2016 Mercurey 1er Clos du Roy Cuvée Favourite
This is still in barrels, a particular parcel within these vines at the top of the vineyard facing south-east with a super plant selection with small grapes – ‘the first time I saw it, it looked to have a higher quality than the other vines so since 2014 I bottled it separately’ – there’s only 4 barrels but I think it a very high quality wine. About 30% whole clusters included here, ‘it’s really a manual operation to make in a small wooden fermenter, all done by hand.’
A fine nose, a little higher toned that betrays a little more wood but with an interesting mix of whole cluster spice too. Fine volume, really ethereal, there’s not much weight despite the scale of the wine – the flavours are complex – oak inflected today but that will fade. More is not necessarily better, but this has so much potential. Of-course I’d drink the villages or the Framboisiere today, but tons of potential here – wait 10 years – it’s that good!

Les Blancs…
The whites are not yet bottled – will start in January/February – “I like the extra tension and precision that the extra winter of elevages brings,” says Julien.

2016 Montagny Blanc
All from same hillside. No frost in this sector. 15% vinified in barrel, now all in tank.
A really inviting nose of sweet but fresh, fine citrus, almost sherbet. A good width of pretty, and fresh, pure flavour. Not the biggest wine but one with a nice bubbling complexity and very tasty style. Particularly the finish is very engaging – the best part of the wine. Yum…

2016 Rully
20% vinified in barrel, assembled just before the harvest and still in tank. Also no frost here.
Less overt aromatics but fresh and fine – a nice delicacy here. Good volume in the mouth, the flavours being rather typically Côte Chalonnaise – though with good delicacy. It’s a delicious wine, but I had hoped for a little more…

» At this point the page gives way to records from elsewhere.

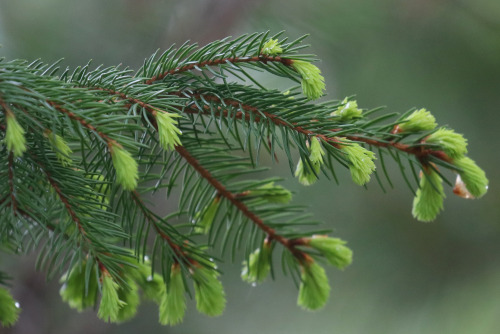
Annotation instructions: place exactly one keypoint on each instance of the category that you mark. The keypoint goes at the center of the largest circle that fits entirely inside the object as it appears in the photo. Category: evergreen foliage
(80, 149)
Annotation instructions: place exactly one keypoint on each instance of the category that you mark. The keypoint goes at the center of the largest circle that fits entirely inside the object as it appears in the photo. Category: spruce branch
(81, 150)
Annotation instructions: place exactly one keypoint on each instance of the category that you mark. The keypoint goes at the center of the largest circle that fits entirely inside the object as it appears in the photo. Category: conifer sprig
(81, 150)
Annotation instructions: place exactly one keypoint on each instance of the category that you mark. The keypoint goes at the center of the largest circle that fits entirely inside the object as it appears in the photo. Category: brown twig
(262, 58)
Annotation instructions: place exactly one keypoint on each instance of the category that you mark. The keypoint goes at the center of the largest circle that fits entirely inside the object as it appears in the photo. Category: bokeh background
(407, 277)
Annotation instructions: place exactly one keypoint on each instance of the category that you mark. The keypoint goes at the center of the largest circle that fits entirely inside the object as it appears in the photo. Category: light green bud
(333, 249)
(14, 136)
(74, 292)
(126, 168)
(313, 83)
(419, 120)
(168, 132)
(130, 296)
(361, 162)
(109, 308)
(453, 144)
(209, 293)
(474, 177)
(271, 48)
(173, 303)
(314, 288)
(428, 201)
(9, 309)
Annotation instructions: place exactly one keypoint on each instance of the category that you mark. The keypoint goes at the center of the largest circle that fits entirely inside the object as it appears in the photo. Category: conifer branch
(68, 138)
(232, 60)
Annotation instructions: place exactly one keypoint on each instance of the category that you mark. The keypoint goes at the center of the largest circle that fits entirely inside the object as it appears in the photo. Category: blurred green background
(407, 277)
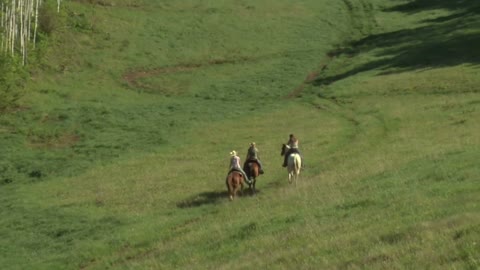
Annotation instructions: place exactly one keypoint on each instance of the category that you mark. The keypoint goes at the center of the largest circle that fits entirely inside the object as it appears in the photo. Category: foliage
(12, 80)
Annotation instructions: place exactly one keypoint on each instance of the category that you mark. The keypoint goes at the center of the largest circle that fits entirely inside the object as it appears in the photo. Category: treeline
(19, 21)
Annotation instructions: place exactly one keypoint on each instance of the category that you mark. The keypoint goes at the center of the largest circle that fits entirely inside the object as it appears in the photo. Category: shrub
(12, 78)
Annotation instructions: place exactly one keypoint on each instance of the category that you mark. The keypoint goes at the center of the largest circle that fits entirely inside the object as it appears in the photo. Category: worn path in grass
(388, 126)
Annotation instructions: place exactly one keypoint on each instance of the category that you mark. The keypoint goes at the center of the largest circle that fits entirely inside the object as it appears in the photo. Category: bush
(12, 78)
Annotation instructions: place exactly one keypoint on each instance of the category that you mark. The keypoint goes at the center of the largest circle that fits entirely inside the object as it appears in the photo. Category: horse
(294, 164)
(234, 182)
(252, 169)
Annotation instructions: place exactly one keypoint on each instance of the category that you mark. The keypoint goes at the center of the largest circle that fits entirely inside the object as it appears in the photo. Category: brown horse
(234, 183)
(253, 171)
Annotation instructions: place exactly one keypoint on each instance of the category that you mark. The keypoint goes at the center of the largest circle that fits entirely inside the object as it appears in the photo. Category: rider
(252, 155)
(235, 164)
(293, 144)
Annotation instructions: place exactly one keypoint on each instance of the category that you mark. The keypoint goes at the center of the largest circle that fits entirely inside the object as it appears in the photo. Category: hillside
(117, 155)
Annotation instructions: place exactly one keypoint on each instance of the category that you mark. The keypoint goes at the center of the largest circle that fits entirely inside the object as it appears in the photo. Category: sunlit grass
(391, 178)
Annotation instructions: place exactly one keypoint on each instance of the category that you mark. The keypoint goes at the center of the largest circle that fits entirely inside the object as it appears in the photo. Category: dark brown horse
(253, 171)
(234, 183)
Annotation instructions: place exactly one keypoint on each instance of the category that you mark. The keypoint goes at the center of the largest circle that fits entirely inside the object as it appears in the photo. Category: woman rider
(235, 164)
(293, 148)
(252, 155)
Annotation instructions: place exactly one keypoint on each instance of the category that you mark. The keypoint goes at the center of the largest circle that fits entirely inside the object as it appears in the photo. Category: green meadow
(116, 155)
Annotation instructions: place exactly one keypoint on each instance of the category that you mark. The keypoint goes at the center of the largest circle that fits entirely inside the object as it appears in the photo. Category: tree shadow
(416, 6)
(444, 41)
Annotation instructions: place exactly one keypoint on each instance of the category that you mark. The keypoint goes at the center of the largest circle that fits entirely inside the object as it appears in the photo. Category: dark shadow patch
(446, 41)
(352, 205)
(204, 198)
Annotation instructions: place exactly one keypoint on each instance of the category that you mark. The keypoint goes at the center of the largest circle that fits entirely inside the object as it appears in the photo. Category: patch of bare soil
(66, 140)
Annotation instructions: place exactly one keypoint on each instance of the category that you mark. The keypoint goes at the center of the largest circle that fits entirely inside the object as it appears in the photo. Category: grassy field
(117, 156)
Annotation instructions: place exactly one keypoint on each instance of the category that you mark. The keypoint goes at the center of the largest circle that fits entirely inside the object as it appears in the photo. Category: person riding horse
(293, 148)
(235, 165)
(252, 155)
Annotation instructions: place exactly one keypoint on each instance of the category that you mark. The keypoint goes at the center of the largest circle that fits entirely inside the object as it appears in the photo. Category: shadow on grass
(423, 5)
(444, 41)
(211, 197)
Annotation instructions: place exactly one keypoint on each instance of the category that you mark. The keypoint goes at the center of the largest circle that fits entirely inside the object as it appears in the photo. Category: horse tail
(229, 182)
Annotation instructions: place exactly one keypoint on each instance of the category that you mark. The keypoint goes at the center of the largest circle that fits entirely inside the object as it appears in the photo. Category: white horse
(294, 164)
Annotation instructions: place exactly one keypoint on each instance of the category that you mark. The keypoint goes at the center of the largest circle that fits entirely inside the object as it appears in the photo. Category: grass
(106, 174)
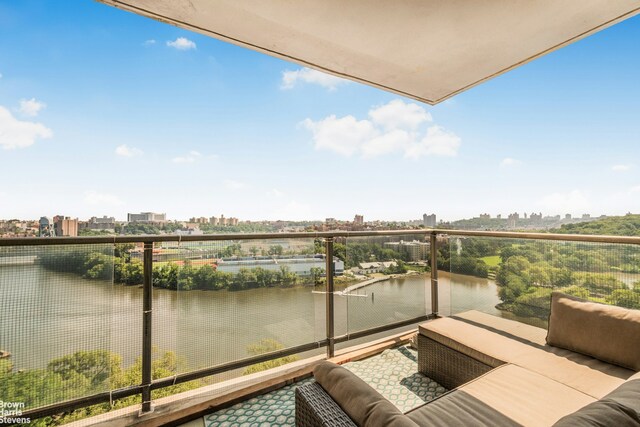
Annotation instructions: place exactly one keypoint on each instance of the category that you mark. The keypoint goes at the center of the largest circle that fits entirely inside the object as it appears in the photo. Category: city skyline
(103, 113)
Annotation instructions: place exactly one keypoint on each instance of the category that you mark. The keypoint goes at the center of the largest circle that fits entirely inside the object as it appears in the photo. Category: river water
(44, 315)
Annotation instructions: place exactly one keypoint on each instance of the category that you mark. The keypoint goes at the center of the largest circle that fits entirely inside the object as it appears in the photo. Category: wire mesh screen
(384, 280)
(514, 278)
(222, 301)
(56, 324)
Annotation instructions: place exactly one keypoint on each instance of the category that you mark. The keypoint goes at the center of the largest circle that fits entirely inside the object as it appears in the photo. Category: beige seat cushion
(584, 373)
(509, 328)
(481, 344)
(499, 343)
(526, 397)
(606, 332)
(365, 406)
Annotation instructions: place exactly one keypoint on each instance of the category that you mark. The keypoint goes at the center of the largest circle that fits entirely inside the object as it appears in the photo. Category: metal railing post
(147, 307)
(329, 298)
(433, 247)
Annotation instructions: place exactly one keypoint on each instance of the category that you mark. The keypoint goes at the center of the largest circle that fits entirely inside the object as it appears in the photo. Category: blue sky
(103, 112)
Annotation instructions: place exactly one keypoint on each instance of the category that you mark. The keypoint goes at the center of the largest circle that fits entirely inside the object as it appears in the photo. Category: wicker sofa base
(446, 366)
(315, 408)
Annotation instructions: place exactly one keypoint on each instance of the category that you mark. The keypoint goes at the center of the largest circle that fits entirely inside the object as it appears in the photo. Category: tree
(267, 345)
(624, 298)
(317, 273)
(276, 250)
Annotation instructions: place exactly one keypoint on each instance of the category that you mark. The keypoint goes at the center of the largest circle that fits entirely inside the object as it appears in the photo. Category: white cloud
(293, 210)
(345, 136)
(31, 107)
(190, 157)
(95, 198)
(437, 142)
(509, 162)
(291, 79)
(15, 133)
(635, 189)
(234, 185)
(398, 115)
(620, 168)
(393, 127)
(182, 43)
(274, 192)
(575, 201)
(126, 151)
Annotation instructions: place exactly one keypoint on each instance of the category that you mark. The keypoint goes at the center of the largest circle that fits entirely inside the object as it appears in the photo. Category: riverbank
(377, 280)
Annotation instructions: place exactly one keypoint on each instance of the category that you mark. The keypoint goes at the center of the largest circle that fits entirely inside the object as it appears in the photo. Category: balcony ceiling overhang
(428, 50)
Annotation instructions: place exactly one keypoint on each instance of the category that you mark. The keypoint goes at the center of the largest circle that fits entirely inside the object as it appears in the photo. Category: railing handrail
(138, 238)
(149, 384)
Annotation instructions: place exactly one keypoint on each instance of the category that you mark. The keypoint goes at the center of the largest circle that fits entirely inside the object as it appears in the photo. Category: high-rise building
(45, 227)
(147, 217)
(65, 226)
(429, 220)
(106, 223)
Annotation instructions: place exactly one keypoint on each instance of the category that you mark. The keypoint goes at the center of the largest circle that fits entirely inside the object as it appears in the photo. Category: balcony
(159, 329)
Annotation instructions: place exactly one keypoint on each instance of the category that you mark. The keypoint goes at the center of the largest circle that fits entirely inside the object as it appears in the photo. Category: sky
(103, 112)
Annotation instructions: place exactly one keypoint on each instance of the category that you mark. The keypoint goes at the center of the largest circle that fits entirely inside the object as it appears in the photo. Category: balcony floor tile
(393, 373)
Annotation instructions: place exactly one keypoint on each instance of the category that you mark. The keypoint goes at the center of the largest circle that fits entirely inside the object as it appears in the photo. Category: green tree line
(101, 265)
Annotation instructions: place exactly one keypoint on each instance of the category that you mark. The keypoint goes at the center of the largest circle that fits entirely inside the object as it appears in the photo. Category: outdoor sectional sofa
(582, 371)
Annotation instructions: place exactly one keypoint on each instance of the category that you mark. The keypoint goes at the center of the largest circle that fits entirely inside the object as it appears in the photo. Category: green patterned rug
(393, 373)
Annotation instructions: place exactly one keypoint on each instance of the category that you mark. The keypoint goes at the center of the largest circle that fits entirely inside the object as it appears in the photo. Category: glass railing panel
(61, 334)
(514, 278)
(221, 301)
(384, 280)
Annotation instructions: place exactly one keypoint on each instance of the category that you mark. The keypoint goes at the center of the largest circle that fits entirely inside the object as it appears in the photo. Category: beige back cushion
(606, 332)
(365, 406)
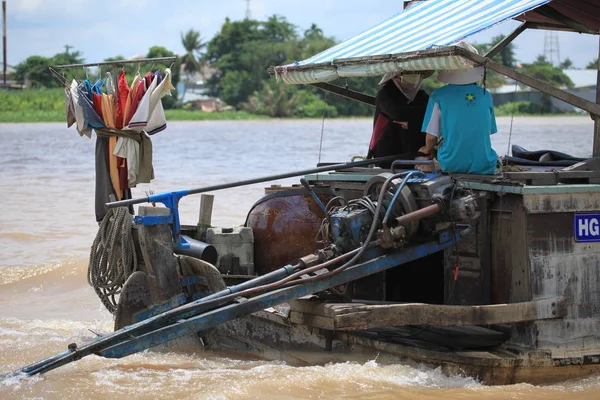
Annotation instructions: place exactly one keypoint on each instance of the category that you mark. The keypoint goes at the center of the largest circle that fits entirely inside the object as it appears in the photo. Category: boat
(490, 276)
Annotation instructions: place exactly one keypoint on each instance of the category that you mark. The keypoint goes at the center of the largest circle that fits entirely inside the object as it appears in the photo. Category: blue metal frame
(173, 323)
(171, 201)
(227, 313)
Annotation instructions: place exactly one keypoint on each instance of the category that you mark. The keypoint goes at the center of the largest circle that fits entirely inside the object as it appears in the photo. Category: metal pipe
(117, 62)
(4, 38)
(213, 188)
(596, 147)
(419, 214)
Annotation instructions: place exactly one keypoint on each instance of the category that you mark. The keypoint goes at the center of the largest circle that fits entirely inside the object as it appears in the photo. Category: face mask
(408, 89)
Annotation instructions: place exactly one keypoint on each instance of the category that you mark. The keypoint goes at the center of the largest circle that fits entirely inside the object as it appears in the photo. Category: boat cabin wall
(535, 255)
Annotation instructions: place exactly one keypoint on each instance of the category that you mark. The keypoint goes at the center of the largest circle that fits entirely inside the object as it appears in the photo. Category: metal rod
(560, 94)
(347, 93)
(117, 62)
(417, 215)
(265, 179)
(596, 147)
(4, 38)
(506, 41)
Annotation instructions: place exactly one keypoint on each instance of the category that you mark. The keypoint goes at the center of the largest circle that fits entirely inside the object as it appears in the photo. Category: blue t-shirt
(463, 116)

2016 Mercurey​ Clos Rochette
50% of elevage in barrel and like the other now assembled in tank.
A more profound nose – a depth of highly attractive, mineral notes and some reduction. A trace of gas. A freshness and a transparency that’s really on another level to the last wine – there is tension, not overt concentration but a delicious and pure width of fine flavour. Bravo. Have I tasted a better Mercurey Blanc?